O estudo também destaca como as relações com a IA vão além do pragmático. Para 33% dos psicólogos, os pacientes interagiam com chatbots por diversão; 22% relataram que isso ocorresse por busca de amizade; e 13% perceberam uso para relações íntimas. Entre os pacientes que mantinham conversas contínuas com bots, 68% dos psicólogos notaram que esses usuários se sentiam apoiados ou compreendidos pela máquina, e 41% disseram que os chatbots ajudavam a reforçar estratégias saudáveis de enfrentamento.

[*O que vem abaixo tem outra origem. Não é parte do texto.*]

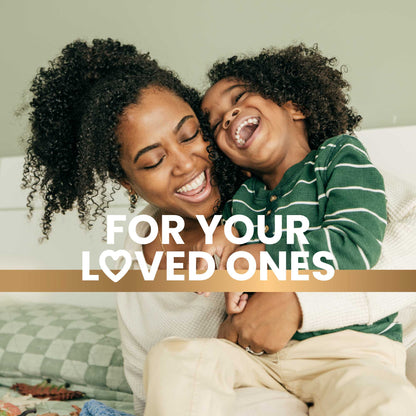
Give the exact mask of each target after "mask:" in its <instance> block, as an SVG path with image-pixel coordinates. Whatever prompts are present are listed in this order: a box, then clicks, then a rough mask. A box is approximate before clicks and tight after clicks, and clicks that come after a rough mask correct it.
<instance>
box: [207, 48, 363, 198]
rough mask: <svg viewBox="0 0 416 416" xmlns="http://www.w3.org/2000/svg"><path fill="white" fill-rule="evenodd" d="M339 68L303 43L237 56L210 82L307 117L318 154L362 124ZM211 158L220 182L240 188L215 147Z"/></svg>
mask: <svg viewBox="0 0 416 416" xmlns="http://www.w3.org/2000/svg"><path fill="white" fill-rule="evenodd" d="M336 65H337V60H336V59H335V58H327V57H325V56H323V55H322V54H321V52H320V51H319V49H318V47H317V45H315V46H313V47H311V48H308V47H306V46H305V45H304V44H303V43H301V44H299V45H293V46H289V47H286V48H283V49H264V50H263V51H262V52H261V53H260V54H258V55H256V56H253V57H237V56H233V57H231V58H229V59H227V60H226V61H220V62H216V63H215V64H214V65H213V67H212V68H211V69H210V71H209V72H208V78H209V81H210V84H211V86H212V85H214V84H216V83H217V82H219V81H221V80H222V79H225V78H231V79H236V80H238V81H242V82H243V83H244V84H246V86H247V89H248V90H249V91H253V92H257V93H259V94H260V95H261V96H263V97H264V98H268V99H271V100H272V101H274V102H275V103H276V104H277V105H283V104H284V103H286V102H288V101H292V102H293V103H294V104H296V105H297V106H298V108H299V109H300V110H301V111H302V112H303V114H304V115H305V116H306V120H305V125H306V130H307V135H308V141H309V146H310V148H311V149H316V148H317V147H319V145H320V144H321V143H322V142H324V141H325V140H326V139H329V138H331V137H334V136H337V135H339V134H344V133H350V134H352V133H353V131H354V128H355V127H357V125H358V124H359V122H360V121H361V118H362V117H361V116H360V115H358V114H357V113H356V112H355V111H354V110H353V109H352V108H351V107H349V106H348V102H349V97H348V95H347V91H348V90H349V88H350V86H349V83H348V82H347V81H346V80H345V79H344V77H343V73H342V70H341V69H342V68H341V69H337V68H336ZM210 155H211V158H212V159H213V160H214V177H215V178H216V180H217V181H218V182H219V183H221V182H223V181H226V182H228V183H238V181H236V180H235V175H236V172H238V171H236V168H235V167H232V166H231V164H230V162H229V161H227V160H226V159H227V158H226V157H225V156H224V155H223V154H222V152H221V151H220V150H219V149H218V147H217V146H216V145H215V143H213V144H212V146H211V148H210ZM237 174H238V175H239V173H237ZM234 191H235V189H234ZM222 197H228V194H227V195H222Z"/></svg>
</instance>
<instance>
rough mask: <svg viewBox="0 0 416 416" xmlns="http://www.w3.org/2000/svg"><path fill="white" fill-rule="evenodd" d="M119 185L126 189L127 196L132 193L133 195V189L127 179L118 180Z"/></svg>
mask: <svg viewBox="0 0 416 416" xmlns="http://www.w3.org/2000/svg"><path fill="white" fill-rule="evenodd" d="M119 183H120V185H121V186H122V187H123V188H125V189H127V192H128V193H129V195H130V194H132V193H135V192H134V191H133V187H132V186H131V185H130V182H129V181H128V180H127V179H120V180H119Z"/></svg>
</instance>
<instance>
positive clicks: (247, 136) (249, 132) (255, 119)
mask: <svg viewBox="0 0 416 416" xmlns="http://www.w3.org/2000/svg"><path fill="white" fill-rule="evenodd" d="M259 122H260V118H258V117H251V118H249V119H246V120H244V121H243V122H242V123H241V124H239V125H238V127H237V128H236V130H235V133H234V138H235V141H236V143H237V146H238V147H243V146H244V145H245V144H246V142H247V140H249V139H250V137H251V136H252V135H253V133H254V132H255V131H256V129H257V127H258V126H259Z"/></svg>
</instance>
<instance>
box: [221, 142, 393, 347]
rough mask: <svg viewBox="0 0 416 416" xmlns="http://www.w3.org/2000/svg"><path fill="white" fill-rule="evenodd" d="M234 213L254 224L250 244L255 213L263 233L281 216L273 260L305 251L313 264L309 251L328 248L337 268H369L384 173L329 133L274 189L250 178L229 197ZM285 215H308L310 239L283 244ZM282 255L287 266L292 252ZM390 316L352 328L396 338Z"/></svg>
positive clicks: (291, 169)
mask: <svg viewBox="0 0 416 416" xmlns="http://www.w3.org/2000/svg"><path fill="white" fill-rule="evenodd" d="M237 214H239V215H245V216H247V217H249V218H250V220H251V221H252V222H253V224H254V234H253V238H252V240H251V241H250V243H257V242H259V237H258V233H257V222H258V220H257V219H258V216H259V215H264V216H265V226H266V227H265V228H266V232H265V235H266V236H267V237H271V236H272V235H273V233H274V229H275V215H279V216H280V215H281V216H282V227H283V235H282V238H281V239H280V240H279V241H278V242H277V243H275V244H270V245H266V250H267V252H268V253H269V254H270V256H271V257H272V259H273V260H274V261H275V262H276V264H277V265H278V260H279V252H282V251H284V252H287V253H290V252H292V251H305V252H309V257H308V258H307V261H308V266H309V268H310V269H314V268H316V267H314V265H313V263H312V257H313V254H314V253H316V252H318V251H329V252H331V253H332V254H333V255H334V258H335V260H334V261H333V263H332V264H333V266H334V268H335V269H349V270H359V269H370V268H371V267H373V266H374V265H375V264H376V262H377V260H378V258H379V256H380V253H381V244H382V241H383V237H384V232H385V228H386V224H387V213H386V197H385V192H384V182H383V177H382V176H381V174H380V172H379V171H378V170H377V169H376V168H375V167H374V165H373V164H372V163H371V162H370V160H369V158H368V155H367V152H366V150H365V148H364V146H363V145H362V143H361V142H360V141H359V140H358V139H356V138H355V137H351V136H347V135H341V136H337V137H333V138H331V139H328V140H326V141H325V142H324V143H323V144H322V145H321V146H320V147H319V148H318V149H316V150H313V151H311V152H310V153H309V154H308V155H307V156H306V158H305V159H304V160H303V161H301V162H299V163H297V164H296V165H294V166H292V167H291V168H289V169H288V170H287V171H286V173H285V174H284V176H283V178H282V180H281V181H280V183H279V184H278V185H277V186H276V188H274V189H272V190H269V189H267V188H266V186H265V184H264V183H263V182H261V181H260V180H259V179H258V178H256V177H252V178H250V179H248V180H247V181H246V182H245V183H244V184H243V185H242V186H241V187H240V188H239V189H238V190H237V192H236V194H235V195H234V197H233V199H232V200H230V201H228V202H227V204H226V206H225V209H224V212H223V218H224V219H227V218H229V217H230V216H231V215H237ZM287 215H304V216H305V217H307V218H308V220H309V224H310V225H309V229H308V230H307V231H306V232H305V237H306V238H307V240H308V243H309V244H307V245H306V244H304V245H303V244H301V243H300V242H299V240H298V239H297V237H295V241H294V243H293V244H287V242H286V233H285V230H286V216H287ZM236 228H237V230H238V232H239V233H240V235H244V234H245V231H246V230H245V226H244V224H243V223H241V222H239V223H236ZM286 259H287V268H288V269H289V268H290V267H291V264H290V255H287V256H286ZM326 262H328V263H331V262H330V261H328V260H326ZM393 318H394V316H390V317H388V318H385V319H384V320H382V321H379V322H376V323H374V324H373V325H370V326H367V325H361V326H354V327H352V328H351V329H355V330H361V331H364V332H371V333H381V332H383V334H384V335H386V336H388V337H390V338H392V339H395V340H398V339H400V338H401V328H400V325H395V324H394V323H393ZM327 332H332V331H320V332H319V333H307V334H305V333H303V334H297V335H296V336H295V338H298V339H305V337H306V338H307V337H309V336H315V335H319V334H322V333H327Z"/></svg>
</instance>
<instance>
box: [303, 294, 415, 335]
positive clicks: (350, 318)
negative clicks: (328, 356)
mask: <svg viewBox="0 0 416 416" xmlns="http://www.w3.org/2000/svg"><path fill="white" fill-rule="evenodd" d="M297 296H298V299H299V303H300V306H301V308H302V315H303V321H302V327H301V328H300V329H299V331H300V332H309V331H320V330H324V329H334V328H342V327H344V326H349V325H371V324H372V323H373V322H375V321H377V320H379V319H381V318H384V317H385V316H388V315H391V314H392V313H395V312H398V311H399V310H401V309H403V308H406V307H408V306H411V305H412V304H414V303H415V302H416V293H414V292H409V293H408V292H406V293H401V292H395V293H390V292H371V293H369V292H323V293H321V292H319V293H313V292H298V293H297Z"/></svg>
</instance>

Ao mesmo tempo, a proximidade digital traz efeitos colaterais: 36% dos psicólogos afirmaram que alguns pacientes desenvolviam algum grau de dependência dos chatbots. Aparecem também riscos práticos — informações imprecisas, falta de privacidade, limites éticos e a possibilidade de que sinais de risco não sejam identificados por um algoritmo.
Como observador atento das estações do corpo e da cidade, acredito que a chegada massiva da IA à vida emocional exige um olhar de jardinagem: saber onde plantar, quando regar e quando chamar alguém mais experiente. Para os profissionais, a recomendação é acolher a realidade digital dos pacientes e conversar abertamente sobre o uso de IA, estabelecendo limites e avaliando conjuntamente o que é benéfico. Para quem busca ajuda, o conselho é simples e humano: use os chatbots como ferramentas complementares, verifique informações com profissionais e procure ajuda imediata diante de crises.
Em suma, enquanto a tecnologia abre novas trilhas — às vezes cálidas como a brisa matinal, às vezes traiçoeiras como um caminho lamacento —, é essencial cultivar a relação entre o humano e a máquina com cuidado, consciência e compaixão.